ここでは、付録Bのチケット10本を、連載の該当 Day に紐付けました。
1. [WA][Security] Lambda 実行ロールの S3 権限を prefix 条件で最小化
2. [WA][Reliability] SQS トリガーに DLQ + 再処理 Runbook を整備
3. [WA][Reliability] 冪等性キー設計(重複イベント対策)を導入
4. [WA][Operational] Deploy Marker を全関数・全スタックに統一適用
5. [WA][Security] Secrets を平文 env から Secrets Manager 参照へ移行
6. [WA][Security] Layer 更新の責任境界(Owner/互換性/更新手順)を明確化
- 関連Day:Day8(Layer 基礎) / Day9(Layer 設計整理) / Day10(Layer を CI/CD で自動取得) / Day17(Inspector)
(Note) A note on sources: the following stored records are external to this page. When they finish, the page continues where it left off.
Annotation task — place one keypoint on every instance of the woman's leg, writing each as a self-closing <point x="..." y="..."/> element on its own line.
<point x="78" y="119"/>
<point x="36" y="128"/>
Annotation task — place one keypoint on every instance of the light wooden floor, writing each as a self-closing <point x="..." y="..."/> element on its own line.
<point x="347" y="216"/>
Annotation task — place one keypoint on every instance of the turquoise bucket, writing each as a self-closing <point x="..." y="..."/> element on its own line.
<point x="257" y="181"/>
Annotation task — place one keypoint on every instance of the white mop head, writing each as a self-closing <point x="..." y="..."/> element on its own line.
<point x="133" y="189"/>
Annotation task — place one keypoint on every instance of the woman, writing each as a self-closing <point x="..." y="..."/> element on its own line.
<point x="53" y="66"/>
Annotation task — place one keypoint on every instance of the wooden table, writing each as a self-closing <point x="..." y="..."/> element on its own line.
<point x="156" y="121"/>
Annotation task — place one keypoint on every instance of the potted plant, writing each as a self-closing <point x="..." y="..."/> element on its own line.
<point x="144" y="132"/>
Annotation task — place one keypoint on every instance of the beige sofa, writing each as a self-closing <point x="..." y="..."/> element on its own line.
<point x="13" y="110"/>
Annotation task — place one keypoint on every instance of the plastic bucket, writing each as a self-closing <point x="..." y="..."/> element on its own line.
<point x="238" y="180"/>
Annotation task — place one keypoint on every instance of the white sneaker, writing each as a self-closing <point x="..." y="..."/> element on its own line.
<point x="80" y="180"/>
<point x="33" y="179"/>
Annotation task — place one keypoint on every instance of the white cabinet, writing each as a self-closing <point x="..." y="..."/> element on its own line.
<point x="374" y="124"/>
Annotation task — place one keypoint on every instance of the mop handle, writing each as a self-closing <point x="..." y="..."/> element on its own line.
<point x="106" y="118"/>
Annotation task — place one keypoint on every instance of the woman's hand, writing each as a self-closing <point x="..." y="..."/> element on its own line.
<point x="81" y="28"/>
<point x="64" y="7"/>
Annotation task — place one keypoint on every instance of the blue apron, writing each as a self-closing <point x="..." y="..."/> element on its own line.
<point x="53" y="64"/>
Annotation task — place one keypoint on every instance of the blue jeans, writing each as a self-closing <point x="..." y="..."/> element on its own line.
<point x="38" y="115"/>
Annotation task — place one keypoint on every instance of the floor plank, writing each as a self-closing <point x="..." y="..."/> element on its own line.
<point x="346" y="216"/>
- 戻る観点:Layer を“資産”として運用する、脆弱性対応と更新フローの統合
7. [WA][Performance] Init/Duration の p95/p99 を定期レポート化
- 関連Day:Day19(性能最適化:メモリ×CPU×並列) / Day15(構造化ログ) / Day2(ライフサイクル)
- 戻る観点:平均ではなく分位で見る、REPORT 行/構造化ログの活用、Init Duration の扱い
8. [WA][Cost] 同時実行の上限設計(Reserved / Provisioned)を機能単位で定義
- 関連Day:Day19(並列数の扱い) + ロードマップ Phase6(Concurrency 制御)
- 戻る観点:課金事故防止、下流保護、Reserved と Provisioned の使い分け
9. [WA][Cost] ログ保持(Retention)とログ量削減(サンプリング/構造化)を整備
10. [WA][Network] VPC 構成の NAT-less 化を完成(VPCE 追加)
- 関連Day:Day21(VPC + VPCEndpoint) / Day16(KMS/Secrets とネットワーク)
- 戻る観点:VPC Lambda の通信経路、必要 Endpoint の棚卸し、DNS/Resolver との整合
Well-Architected は「レビュー会」ではなく、改善を継続的に回すための仕組みです。
Day22 でやったことは、棚卸しの結果を Backlog(改善チケット)に変換し、さらに「どの記事に戻れば直せるか」を明確にした点に価値があります。